Optionally, a dictionary word can end with a pair of slashes and then, optionally again, markers to indicate that the word is (for instance) a plural: thus 'newts//p'. Using no markers, as in 'toads//', makes a word equivalent to that without a marker, but avoids the single-letter problem — so the preferred modern way to write a single-character I6 dictionary word is 't//', and this is what the following routine does. (Note the exceptional case where the word consists only of a '/': here we cannot write '///' because I6 reads this as // plus an invalid marker /, and throws an error. We escape the single / to avoid this. In all other cases there's no need to escape a /.)

Dictionary words with a literal ~ in are, as it happens, not parsable by the Z-machine, but the code below — employing the @{7E} escape — is in principle legal, and it does work on Glulx.

Very long words can safely be truncated since the virtual machines do not have indefinitely long dictionary resolution anyway, and we had better do so because I6 rejects overlong text between single quotation marks.

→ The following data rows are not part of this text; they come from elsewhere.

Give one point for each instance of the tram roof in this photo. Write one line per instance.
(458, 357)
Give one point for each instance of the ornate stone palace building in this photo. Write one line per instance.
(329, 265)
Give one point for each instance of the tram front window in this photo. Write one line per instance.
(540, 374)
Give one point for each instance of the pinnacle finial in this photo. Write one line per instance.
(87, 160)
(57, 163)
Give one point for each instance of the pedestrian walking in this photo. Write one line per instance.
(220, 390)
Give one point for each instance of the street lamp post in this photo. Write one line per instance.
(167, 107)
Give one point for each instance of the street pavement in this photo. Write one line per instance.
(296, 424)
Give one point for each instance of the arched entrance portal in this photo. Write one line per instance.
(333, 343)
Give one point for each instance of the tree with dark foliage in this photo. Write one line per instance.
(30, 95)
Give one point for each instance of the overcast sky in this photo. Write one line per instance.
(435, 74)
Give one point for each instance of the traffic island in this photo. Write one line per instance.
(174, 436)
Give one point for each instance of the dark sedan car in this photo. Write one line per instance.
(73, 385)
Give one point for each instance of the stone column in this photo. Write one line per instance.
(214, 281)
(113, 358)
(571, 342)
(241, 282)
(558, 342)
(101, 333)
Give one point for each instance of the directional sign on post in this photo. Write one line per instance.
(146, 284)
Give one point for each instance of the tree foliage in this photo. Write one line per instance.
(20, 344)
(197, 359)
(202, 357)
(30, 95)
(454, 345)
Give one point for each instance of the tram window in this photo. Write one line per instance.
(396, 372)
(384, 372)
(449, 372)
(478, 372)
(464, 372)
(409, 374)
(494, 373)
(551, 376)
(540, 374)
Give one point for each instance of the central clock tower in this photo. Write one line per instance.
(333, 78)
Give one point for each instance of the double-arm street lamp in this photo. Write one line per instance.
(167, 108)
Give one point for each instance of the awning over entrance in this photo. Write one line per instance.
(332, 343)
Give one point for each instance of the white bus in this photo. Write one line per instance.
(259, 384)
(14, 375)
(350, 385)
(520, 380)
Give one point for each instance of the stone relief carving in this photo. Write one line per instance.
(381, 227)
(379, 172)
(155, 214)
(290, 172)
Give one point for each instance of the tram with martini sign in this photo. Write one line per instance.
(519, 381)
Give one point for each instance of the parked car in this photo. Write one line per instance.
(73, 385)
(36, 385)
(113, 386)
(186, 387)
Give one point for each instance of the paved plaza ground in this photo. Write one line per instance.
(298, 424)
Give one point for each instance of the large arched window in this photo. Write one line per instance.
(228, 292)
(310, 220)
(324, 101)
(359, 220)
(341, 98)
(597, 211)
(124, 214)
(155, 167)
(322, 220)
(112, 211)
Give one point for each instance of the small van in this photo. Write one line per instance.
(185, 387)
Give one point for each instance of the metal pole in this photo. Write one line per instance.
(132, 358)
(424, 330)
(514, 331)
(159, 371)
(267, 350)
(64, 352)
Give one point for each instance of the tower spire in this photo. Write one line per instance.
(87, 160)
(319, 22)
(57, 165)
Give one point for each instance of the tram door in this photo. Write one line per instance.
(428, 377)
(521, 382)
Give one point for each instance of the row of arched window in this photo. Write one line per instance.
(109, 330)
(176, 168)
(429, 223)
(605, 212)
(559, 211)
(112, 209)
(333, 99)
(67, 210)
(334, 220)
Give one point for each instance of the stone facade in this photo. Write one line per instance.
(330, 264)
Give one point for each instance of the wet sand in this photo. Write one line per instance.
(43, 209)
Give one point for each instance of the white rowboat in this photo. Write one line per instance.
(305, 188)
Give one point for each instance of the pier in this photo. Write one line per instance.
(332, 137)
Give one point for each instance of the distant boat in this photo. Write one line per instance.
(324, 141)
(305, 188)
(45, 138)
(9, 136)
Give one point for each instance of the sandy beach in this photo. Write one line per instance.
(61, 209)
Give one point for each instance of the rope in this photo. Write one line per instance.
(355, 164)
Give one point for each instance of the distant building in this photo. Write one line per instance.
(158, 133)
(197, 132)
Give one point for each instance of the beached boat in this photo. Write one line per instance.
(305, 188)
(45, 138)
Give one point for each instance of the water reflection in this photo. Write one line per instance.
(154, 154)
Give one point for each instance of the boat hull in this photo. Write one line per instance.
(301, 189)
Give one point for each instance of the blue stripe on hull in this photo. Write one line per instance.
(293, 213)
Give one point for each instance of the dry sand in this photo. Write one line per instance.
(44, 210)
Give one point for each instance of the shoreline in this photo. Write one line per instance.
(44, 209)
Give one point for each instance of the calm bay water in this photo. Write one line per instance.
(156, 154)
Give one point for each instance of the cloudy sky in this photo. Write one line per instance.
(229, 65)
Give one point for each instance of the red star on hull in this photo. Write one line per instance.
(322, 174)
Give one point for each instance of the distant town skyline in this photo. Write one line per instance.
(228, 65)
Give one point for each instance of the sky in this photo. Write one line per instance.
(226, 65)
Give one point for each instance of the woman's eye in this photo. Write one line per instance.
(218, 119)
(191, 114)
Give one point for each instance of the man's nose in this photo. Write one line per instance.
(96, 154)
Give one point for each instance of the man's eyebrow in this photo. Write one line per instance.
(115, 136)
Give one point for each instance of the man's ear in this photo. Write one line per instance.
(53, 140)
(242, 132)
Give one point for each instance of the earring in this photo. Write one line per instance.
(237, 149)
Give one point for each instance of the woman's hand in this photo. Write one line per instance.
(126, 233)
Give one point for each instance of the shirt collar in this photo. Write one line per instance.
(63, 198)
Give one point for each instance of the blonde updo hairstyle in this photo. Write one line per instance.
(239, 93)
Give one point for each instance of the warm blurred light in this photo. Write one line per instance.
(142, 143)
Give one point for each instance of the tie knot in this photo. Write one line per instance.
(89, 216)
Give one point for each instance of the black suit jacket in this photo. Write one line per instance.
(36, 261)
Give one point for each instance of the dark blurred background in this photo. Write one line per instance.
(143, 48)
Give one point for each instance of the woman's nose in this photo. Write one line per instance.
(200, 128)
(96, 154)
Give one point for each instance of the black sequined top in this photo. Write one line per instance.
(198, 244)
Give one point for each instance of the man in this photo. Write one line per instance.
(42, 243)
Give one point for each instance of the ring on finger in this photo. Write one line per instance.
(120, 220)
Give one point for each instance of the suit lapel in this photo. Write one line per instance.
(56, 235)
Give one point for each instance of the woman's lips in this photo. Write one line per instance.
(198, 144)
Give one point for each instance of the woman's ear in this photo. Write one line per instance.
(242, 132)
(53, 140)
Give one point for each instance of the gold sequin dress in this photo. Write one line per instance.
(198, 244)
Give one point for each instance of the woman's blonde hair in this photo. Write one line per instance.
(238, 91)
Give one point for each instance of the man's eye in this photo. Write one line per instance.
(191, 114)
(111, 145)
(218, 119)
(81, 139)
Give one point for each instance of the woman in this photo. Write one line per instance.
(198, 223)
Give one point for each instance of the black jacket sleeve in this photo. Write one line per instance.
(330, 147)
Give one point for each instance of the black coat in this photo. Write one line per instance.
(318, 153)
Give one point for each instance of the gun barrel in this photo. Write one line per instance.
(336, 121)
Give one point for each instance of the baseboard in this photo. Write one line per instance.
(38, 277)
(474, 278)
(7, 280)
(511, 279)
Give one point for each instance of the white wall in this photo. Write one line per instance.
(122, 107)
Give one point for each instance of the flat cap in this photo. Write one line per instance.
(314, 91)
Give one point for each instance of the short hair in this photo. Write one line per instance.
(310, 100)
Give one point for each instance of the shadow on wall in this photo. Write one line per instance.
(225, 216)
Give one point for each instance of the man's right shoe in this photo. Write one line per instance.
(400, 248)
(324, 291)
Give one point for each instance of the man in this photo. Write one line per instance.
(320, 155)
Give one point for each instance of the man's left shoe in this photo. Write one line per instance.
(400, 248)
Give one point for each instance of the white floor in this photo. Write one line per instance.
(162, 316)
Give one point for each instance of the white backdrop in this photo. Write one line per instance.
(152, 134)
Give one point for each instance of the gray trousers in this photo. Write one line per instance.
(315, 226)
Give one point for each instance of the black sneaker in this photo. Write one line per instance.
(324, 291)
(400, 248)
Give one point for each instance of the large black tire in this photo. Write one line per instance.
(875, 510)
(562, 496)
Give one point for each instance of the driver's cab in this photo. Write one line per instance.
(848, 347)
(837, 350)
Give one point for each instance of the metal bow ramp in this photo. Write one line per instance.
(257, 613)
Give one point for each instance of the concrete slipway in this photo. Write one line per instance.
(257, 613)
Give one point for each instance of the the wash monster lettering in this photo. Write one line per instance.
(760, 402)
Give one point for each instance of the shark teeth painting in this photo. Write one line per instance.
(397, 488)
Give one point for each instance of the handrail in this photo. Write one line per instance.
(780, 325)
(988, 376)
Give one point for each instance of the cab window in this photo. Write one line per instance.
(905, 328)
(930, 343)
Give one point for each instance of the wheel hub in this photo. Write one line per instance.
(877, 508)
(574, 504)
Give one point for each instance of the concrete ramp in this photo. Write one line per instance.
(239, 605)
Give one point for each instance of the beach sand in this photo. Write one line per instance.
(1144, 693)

void Word::compile_to_I6_dictionary(OUTPUT_STREAM, inchar32_t *p, int pluralise) {
    int c, n = 0;
    WRITE("'");
    for (c=0; p[c] != 0; c++) {
        switch(p[c]) {
            case '/': if (p[1] == 0) WRITE("@{2F}"); else WRITE("/"); break;
            case '\'': WRITE("^"); break;
            case '^': WRITE("@{5E}"); break;
            case '~': WRITE("@{7E}"); break;
            case '@': WRITE("@{40}"); break;
            default: PUT(p[c]);
        }
        if (n++ > 32) break;
    }
    if (pluralise) WRITE("//p");
    else if (Wide::len(p) == 1) WRITE("//");
    WRITE("'");
}